A year in the life of a pack of mysterious Sasquatches unfolds as an eccentric mix of nature documentary and silent-era comedy in the Zellner brothers’ peculiar yet profound film.
Screened as part of 2024
Sasquatch Sunset 2024
Aug 23 | | ||
Aug 27 | | ||
Aug 30 | |
Four hirsute figures stagger out of Bigfoot mythology for a journey of survival through North America’s beautiful Cascadia wildlands in this unique story of curious cryptids. With threadbare folklore as a foundation and a backdrop of gorgeous landscapes, the film tracks a pack of Sasquatches as they struggle to subsist through the seasons and grapple with human intrusions into the wild.
The fuzzy family communicates entirely in grunts and yelps, and an absence of subtitles challenges the audience to acclimate to an entirely different mode of storytelling. Like observing the behaviours of any wild species, the dynamics of the group are slowly revealed through interaction, problem-solving, and primal urges – not to mention a good dose of scatological humour. Scenes arch variously between hilarious and heartbreaking and, while we will never know their names, by the end of this tight 90 minutes there’s a clear sense of exactly what drives each of these creatures.

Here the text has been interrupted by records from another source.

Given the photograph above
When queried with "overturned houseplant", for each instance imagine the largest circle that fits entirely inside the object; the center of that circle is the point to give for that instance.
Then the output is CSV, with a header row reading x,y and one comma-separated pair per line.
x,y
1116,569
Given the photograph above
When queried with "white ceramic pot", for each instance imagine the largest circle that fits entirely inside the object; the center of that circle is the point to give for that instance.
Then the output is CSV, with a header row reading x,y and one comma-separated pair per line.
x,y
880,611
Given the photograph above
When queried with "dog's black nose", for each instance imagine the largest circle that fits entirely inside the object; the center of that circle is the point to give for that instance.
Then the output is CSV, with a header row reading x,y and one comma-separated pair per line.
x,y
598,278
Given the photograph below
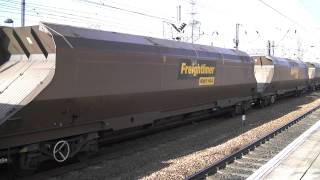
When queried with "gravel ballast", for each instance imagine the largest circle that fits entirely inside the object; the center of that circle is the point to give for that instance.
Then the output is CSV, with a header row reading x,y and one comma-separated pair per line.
x,y
178,153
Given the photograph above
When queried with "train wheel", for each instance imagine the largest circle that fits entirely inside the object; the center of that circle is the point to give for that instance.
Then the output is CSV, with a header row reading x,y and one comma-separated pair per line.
x,y
61,151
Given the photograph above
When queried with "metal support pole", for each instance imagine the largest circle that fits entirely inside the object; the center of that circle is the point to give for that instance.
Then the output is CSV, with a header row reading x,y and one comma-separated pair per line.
x,y
269,48
23,4
237,36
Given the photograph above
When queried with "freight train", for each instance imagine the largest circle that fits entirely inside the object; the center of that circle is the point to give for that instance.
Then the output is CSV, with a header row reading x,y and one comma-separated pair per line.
x,y
62,88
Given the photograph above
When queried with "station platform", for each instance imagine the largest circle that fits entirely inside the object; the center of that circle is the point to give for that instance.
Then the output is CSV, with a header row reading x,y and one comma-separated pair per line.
x,y
299,160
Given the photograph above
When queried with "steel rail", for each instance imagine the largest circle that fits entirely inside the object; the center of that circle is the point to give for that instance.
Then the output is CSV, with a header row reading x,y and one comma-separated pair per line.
x,y
212,169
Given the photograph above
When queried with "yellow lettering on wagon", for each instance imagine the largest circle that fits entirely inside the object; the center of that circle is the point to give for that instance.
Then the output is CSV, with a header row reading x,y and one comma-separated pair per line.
x,y
206,81
196,69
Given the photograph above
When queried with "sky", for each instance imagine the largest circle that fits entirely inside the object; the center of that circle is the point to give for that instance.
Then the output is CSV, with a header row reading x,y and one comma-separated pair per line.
x,y
293,25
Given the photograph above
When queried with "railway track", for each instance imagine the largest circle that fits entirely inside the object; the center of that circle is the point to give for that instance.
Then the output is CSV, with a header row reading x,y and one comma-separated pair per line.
x,y
244,162
143,145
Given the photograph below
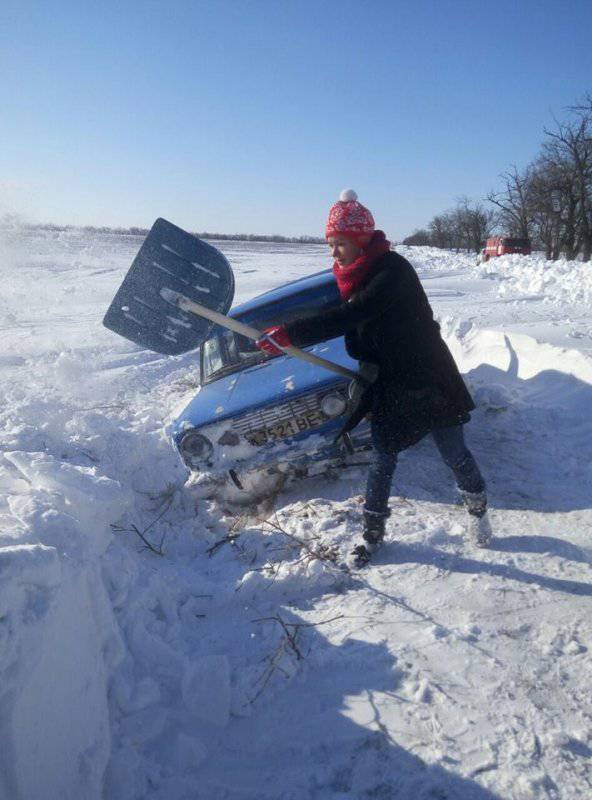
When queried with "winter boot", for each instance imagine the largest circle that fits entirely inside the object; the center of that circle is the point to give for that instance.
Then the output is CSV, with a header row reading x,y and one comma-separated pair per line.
x,y
479,527
373,536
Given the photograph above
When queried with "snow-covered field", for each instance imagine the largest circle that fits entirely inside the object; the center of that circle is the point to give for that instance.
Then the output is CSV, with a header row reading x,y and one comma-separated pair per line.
x,y
241,663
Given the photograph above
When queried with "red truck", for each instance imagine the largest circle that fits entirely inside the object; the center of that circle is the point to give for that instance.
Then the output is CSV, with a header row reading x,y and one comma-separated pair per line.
x,y
504,245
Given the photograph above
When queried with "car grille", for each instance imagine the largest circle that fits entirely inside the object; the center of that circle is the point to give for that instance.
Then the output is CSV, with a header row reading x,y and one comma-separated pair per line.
x,y
268,416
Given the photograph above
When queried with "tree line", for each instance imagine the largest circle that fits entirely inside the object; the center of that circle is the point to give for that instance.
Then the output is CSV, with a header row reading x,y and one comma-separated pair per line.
x,y
549,201
135,231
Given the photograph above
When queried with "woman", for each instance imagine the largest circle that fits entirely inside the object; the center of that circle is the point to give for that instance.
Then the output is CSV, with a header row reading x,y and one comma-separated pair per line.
x,y
389,325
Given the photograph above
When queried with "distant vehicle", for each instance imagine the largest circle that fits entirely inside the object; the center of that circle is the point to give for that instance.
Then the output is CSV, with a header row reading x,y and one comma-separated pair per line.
x,y
253,410
504,245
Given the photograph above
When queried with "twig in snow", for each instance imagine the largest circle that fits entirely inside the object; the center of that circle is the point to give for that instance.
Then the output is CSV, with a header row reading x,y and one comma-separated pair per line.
x,y
156,549
287,642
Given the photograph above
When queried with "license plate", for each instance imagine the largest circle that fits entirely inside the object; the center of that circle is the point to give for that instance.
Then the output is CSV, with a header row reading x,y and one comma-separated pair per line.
x,y
286,428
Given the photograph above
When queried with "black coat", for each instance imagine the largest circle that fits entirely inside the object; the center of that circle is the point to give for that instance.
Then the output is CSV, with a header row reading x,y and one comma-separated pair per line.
x,y
388,321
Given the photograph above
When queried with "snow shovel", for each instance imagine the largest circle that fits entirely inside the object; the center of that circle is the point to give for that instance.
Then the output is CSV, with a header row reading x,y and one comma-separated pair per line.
x,y
176,290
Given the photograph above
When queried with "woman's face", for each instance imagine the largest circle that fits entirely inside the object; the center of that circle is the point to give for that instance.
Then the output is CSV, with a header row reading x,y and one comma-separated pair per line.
x,y
344,251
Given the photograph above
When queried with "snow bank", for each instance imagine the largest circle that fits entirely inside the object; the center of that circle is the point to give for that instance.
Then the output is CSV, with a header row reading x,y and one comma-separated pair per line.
x,y
559,282
243,662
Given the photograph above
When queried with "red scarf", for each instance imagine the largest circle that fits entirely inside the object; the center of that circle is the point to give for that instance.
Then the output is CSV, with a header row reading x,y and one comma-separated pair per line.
x,y
353,276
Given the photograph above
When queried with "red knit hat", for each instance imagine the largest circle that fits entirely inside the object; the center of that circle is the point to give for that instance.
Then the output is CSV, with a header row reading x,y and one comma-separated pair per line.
x,y
350,219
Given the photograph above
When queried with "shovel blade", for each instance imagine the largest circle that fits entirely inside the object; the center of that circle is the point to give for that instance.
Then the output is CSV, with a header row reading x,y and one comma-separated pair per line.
x,y
174,260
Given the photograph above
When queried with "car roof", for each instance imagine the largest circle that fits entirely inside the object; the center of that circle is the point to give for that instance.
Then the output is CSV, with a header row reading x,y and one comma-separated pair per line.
x,y
309,282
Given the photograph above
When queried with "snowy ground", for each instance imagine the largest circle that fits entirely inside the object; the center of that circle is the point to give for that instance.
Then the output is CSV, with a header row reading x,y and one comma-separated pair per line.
x,y
254,669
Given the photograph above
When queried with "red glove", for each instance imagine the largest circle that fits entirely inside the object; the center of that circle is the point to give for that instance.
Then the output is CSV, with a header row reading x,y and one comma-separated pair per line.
x,y
272,337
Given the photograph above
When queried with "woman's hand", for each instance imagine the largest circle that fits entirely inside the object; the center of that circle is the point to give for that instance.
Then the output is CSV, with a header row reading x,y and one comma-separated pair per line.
x,y
273,340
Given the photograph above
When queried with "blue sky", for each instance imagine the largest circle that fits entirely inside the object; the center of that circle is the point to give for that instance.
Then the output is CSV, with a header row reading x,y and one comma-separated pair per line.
x,y
251,116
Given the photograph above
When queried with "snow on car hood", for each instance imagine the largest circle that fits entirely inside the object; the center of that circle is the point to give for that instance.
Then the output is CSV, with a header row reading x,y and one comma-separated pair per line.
x,y
271,382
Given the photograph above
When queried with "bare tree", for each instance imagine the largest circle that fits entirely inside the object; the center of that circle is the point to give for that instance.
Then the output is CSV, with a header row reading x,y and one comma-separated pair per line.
x,y
514,202
568,149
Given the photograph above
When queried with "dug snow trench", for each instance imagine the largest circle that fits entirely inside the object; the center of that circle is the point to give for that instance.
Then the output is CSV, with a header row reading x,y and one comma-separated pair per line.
x,y
240,662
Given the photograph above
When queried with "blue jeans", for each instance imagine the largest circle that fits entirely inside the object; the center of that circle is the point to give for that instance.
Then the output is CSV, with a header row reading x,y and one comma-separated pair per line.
x,y
455,454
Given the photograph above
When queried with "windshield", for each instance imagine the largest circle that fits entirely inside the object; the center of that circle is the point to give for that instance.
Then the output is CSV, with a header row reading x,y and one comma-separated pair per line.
x,y
230,352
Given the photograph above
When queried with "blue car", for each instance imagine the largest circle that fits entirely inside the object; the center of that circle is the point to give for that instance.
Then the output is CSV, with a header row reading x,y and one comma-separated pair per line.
x,y
253,410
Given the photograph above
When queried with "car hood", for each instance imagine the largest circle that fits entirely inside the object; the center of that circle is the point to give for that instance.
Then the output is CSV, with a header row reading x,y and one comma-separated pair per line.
x,y
271,382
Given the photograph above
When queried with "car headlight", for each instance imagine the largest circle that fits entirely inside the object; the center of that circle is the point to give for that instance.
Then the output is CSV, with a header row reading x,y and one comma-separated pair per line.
x,y
333,405
195,449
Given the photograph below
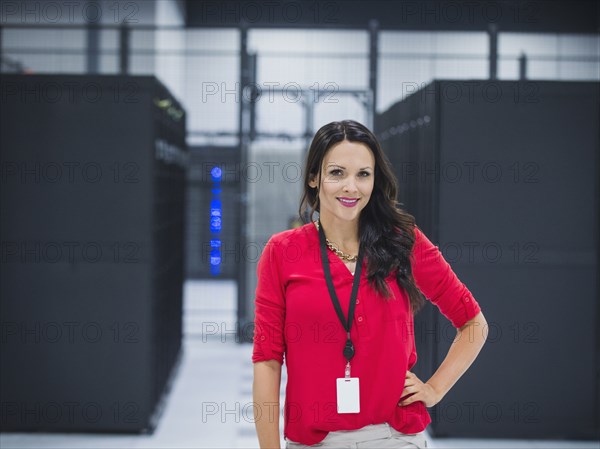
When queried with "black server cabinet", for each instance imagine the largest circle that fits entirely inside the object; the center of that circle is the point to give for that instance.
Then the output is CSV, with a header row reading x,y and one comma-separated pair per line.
x,y
202,191
92,224
504,178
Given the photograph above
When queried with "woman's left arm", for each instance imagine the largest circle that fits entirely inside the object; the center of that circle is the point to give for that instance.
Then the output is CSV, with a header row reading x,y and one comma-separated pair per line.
x,y
469,340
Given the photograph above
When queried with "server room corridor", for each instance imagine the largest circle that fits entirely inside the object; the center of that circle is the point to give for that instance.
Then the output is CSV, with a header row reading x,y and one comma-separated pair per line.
x,y
208,404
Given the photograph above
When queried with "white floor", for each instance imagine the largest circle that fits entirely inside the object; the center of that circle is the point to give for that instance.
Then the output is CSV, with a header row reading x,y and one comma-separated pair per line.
x,y
209,405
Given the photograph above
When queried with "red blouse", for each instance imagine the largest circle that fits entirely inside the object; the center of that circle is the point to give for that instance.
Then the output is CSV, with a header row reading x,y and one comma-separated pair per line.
x,y
295,317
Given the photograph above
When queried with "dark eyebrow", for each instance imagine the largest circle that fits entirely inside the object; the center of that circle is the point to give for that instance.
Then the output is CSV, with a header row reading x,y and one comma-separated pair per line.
x,y
345,167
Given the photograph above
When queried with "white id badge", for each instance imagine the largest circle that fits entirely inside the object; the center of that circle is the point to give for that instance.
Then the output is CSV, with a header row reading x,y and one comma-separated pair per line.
x,y
348,395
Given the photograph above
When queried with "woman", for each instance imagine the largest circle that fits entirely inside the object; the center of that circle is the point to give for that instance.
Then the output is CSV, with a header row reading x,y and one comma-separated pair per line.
x,y
336,298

Unrecognisable beneath exceptional costuming and monster makeup is a very capable cast. Riley Keough (Zola) plays the sole female Sasquatch in the group, Jesse Eisenberg (Vivarium) and co-director Nathan Zellner are two mature males, and Christophe Zajac-Denek (Twin Peaks) is the pack’s youngest. All four are called to give expansive performances, scoring laughs via Chaplin-like physicality while acting through masses of prosthetics to sell emotive scenes.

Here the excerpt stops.